The only information used by the cluster lock "disk" is a tiny piece in the VGRA, the Volume Group Reserved Area (space which is always set aside in any LVM disk anyway). This means that the cluster lock disk doesn't take up any actual room, and also that all you have to do is designate one of the VGs under MCSG control to be the lock disk, and those bits in the VGRA get set up for cluster lock function. It is ideal to do it this way, so that you are sure the lock disk's underlying hardware (RAID LUN or actual disk drive) are working correctly.
With a geographically separated cluster ("campus cluster" or "extended campus topology"), you have exactly the problem that you have described. This is the only case where HP recommends using dual cluster lock disks, one at each site. The good news is that this will allow one site to take over all cluster functions if a site is lost.

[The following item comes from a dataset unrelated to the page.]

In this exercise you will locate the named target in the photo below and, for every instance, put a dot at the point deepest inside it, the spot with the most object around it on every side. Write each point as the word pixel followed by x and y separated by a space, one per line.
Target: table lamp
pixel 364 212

The bad news is that both sites will attempt to run all cluster packages (and succeed), if the only thing lost is the network between the two (split-brain syndrome, with apps up on both sides, all databases open twice, generally very bad news).
The best way to reduce the liklihood of this happening is to have two (or more) completely redundant networks in place, unbridged (no points of connection other than the clustered servers). This means that the wires or fiber need to be in separate places (trenches, ceilings, plenums, etc), so that no single event can drop the whole network. There is almost no way to be extreme enough about this... just like the two computer rooms (separate power sources, even different utility companies, if possible). As long as any network is still functional, split-brain syndrome is avoided, and users can still access their apps and data.
There are two other ways to avoid any possibility of split-brain syndrome, but they (naturally) have their own headaches. One is to avoid the use of cluster locks altogether (simply don't assign any), and to instead use a small HP-UX server in a third location, a third node in the cluster. HP calls this an "Arbiter Node" or "arbitrator system", and it is a fully supported configuration (specifically intended for this exact situation). The arbiter node only needs to be on the network, it has no apps, no connection to any shared storage, and no role in running any packages (none are ever assigned to it).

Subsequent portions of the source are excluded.